Loughor later grew as a port, although competition from the larger and better-connected ports at Llanelli and Burry Port, meant that Loughor was always a small-scale maritime town. It's position alongside the narrowing of the Loughor Estuary meant it was an important river crossing, originally as a ford at low tide and a ferry when the tide was in. A wooden swing-bridge was built in 1833, when river traffic still used the estuary.[8] The arrival of the Railway in 1852 required the building of Loughor Viaduct, built from wooden trestles by Brunel, also originally featuring a swing-section. The viaduct was replaced by a steel and concrete structure in 2013.[9] A new road bridge of 1923 acknowledged the river was now closed to shipping, and this itself was replaced by the new A484 Loughor bridge in 1988.

Loughor Estuary and Burry Inlet, with vast areas of sandbanks and some of the highest tidal ranges in the world, has always had its share of risks. The town has had its own lifeboat station since 1969, situated near the road bridge. The current lifeboat is a Ribcraft 5.85m RIB.[10]

In the early 20th century the main industries were large tin and steel works, situated on both banks of the estuary. About 1800, John Vivian (1750–1826) of Truro, Cornwall, joined the Cheadle Brasswire Company as managing partner in the copper works at Loughor and Penclawdd. His family would go on to be key industrialists across the Swansea area, running copper-mining, copper-smelting and trading businesses, as Vivian & Sons, throughout the 19th century. At Ysbytty, on the other side of the river, the Spitty copper works of the early 19th century was succeeded by a major iron and tin-plate works which continued into the 1950s.[11][12] This employed large numbers of both men and women from Loughor, who would cross the estuary each day to get to work.[13]

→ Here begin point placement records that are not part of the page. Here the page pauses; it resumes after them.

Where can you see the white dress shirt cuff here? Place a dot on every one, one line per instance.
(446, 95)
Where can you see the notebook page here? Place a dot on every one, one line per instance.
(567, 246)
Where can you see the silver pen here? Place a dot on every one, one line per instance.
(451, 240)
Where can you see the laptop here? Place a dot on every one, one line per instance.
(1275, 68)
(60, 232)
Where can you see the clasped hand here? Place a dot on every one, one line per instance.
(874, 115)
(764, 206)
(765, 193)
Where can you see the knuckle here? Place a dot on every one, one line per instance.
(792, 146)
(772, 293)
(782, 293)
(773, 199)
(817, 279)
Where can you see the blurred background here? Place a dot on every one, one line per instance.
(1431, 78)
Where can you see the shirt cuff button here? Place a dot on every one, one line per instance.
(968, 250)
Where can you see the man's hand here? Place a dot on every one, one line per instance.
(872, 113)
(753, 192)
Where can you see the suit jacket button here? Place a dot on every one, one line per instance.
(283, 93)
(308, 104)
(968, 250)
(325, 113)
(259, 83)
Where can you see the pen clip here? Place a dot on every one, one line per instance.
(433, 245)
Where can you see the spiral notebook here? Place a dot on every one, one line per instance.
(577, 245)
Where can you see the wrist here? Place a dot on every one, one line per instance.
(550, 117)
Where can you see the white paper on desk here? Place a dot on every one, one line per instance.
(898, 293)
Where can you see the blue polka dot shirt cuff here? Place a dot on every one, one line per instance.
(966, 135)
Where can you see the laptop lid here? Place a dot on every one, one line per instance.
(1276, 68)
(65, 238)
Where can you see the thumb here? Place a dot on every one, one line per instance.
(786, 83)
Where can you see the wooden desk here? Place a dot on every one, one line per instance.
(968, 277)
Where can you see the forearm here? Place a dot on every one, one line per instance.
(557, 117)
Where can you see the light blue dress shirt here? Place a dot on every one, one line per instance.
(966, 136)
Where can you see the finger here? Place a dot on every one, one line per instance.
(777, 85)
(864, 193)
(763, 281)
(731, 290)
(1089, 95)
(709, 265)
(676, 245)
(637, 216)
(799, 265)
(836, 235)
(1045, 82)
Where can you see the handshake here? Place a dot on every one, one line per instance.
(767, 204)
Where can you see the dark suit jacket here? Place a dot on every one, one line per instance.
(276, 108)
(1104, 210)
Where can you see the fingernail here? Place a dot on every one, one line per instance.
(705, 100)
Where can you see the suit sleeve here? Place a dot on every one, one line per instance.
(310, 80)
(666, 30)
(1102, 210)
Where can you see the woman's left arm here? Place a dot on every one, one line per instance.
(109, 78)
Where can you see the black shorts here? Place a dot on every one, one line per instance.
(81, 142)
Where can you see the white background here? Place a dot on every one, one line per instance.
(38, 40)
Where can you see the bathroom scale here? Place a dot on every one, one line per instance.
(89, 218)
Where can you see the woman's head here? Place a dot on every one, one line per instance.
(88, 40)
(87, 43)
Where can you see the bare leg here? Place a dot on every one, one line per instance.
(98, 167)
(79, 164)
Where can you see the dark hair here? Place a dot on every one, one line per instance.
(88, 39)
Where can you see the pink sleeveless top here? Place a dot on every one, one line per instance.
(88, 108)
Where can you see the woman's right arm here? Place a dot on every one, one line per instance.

Structure and amenities edit

Loughor town can be divided into two areas, defined by the present electoral wards of Lower Loughor and Upper Loughor, which have separate histories. Lower Loughor lies nearer the sea on low ground, Upper Loughor on higher ground. Loughor initially developed around the Norman castle in what is now the Lower Loughor ward. Upper Loughor began as a distinct settlement, initially around what is now the Glebe Road area, and became established as a separate town by the mid-19th century. Loughor today is mostly a commuter town for Swansea and Llanelli via the Loughor bridge, and has merged with the neighbouring town of Gorseinon.

The West Wales line crosses the River Loughor over the Loughor Viaduct to the west of the town. Loughor railway station was closed in 1960.

Local schools in the town include Tre Uchaf Primary School and Casllwchwr Primary School. Opposite the Tre Uchaf Primary is one of the sites of Gower College Swansea.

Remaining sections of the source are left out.